Время от времени он тащил то одного то другого дорогого гостенька на кухню, за печушку, к матери своей, и Мария Герасимовна угощала их чем-то из суденки, по секрету. Появился там и директор льнозавода.
— Откушай-ко! Горит! — шепнула ему Мария Герасимовна.
— Ну? Горит? — обрадовался директор. — Тогда давай, за дальнейший рост!
— Кушай на здоровье!
Выпил директор секретную стопку, повеселел, подобрел к Марии Герасимовне и поговорил с ней.
— Дочка у тебя хорошая — Галя, все планы выполняет и перевыполняет. Сейчас и на сына посмотрел: тоже хороший мужик. Лишнего не болтает, ходит, угощает всех. Все люди у нас хорошие! У тебя двое?
— Двое осталось, девять было. Все умирали до году, — пожалобилась Мария Герасимовна.
— Отчего такое, жилось худо?
— Да нельзя сказать, что худо жилось. Только работала, себя не жалела. Ни одного ребенка до дому не донесла, то на поле родишь, то на пожне, а бывало, что и на дорогу вываливались.

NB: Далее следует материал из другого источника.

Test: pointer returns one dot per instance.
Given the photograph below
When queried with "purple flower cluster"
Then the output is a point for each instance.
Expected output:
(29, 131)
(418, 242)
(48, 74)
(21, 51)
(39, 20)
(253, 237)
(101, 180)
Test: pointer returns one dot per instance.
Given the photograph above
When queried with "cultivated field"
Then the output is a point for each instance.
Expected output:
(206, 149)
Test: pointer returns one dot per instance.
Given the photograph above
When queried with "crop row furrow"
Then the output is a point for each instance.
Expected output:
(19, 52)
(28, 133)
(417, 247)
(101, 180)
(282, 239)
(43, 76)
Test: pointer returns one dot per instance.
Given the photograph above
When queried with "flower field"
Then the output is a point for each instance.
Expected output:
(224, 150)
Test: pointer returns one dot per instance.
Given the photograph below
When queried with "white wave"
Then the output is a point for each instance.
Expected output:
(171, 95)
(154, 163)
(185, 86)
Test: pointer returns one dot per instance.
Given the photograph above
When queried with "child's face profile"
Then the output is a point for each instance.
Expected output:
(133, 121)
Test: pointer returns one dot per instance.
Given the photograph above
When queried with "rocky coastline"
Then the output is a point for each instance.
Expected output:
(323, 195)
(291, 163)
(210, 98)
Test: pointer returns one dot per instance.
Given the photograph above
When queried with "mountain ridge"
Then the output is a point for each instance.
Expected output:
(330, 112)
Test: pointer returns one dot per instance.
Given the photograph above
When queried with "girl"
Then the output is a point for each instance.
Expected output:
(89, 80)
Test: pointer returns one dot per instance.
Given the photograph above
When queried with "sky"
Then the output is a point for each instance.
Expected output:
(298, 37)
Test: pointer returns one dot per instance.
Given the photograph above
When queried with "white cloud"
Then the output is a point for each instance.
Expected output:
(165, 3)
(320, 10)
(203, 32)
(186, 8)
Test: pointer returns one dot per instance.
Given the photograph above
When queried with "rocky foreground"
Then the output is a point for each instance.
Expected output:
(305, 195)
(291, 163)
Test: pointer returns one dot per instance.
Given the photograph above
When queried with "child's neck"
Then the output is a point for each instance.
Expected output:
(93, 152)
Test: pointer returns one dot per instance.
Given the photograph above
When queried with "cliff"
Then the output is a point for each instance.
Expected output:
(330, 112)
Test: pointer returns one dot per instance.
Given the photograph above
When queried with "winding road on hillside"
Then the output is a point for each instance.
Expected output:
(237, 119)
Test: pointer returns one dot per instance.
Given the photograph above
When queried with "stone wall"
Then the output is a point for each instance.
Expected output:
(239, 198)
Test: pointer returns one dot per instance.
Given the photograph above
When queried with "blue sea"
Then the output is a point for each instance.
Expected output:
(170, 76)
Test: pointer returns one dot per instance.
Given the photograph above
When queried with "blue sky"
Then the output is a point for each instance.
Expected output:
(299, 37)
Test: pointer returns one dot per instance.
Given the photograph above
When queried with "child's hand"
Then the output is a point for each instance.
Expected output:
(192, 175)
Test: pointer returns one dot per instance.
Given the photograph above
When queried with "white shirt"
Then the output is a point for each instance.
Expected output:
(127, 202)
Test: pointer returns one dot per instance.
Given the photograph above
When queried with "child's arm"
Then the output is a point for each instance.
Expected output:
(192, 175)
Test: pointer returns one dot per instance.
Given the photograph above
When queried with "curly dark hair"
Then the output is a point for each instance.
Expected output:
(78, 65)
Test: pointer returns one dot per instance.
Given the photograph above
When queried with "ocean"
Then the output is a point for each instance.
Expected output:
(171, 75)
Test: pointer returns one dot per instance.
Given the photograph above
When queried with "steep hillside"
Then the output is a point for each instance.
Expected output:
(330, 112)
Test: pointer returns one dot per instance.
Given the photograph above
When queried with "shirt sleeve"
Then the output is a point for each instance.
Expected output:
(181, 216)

— И оба у тебя мелкие ростом, и Галя, и сын этот, Николай. Отчего такое?
— Поди, оттого и мелкие, — не обидевшись, ответила Мария Герасимовна, — что ни себя, ни их не жалела. Дом большой, скота было много, а мужик еще охотой занимался. Потом овдовела, муж-то на войне остался, смертью храбрых. Да меня еще в депутатки не по один год посылали, тоже угомону не было.
— Куда в депутатки?
— Да в этот, — как его? — в сельсовет.
— Значит, ты и общественную нагрузку несла?
— Несла, как же. На все заседания таскали.
Директор удовлетворенно заключил:
— Оттого у тебя и дети в люди вышли. Николай-то бригадиром?
— Помощником. Не знает уж, как избавиться от этой бедолаги, затаскали совсем.
Выбравшись из кухни, подобревший директор попал в руки правдоискателей.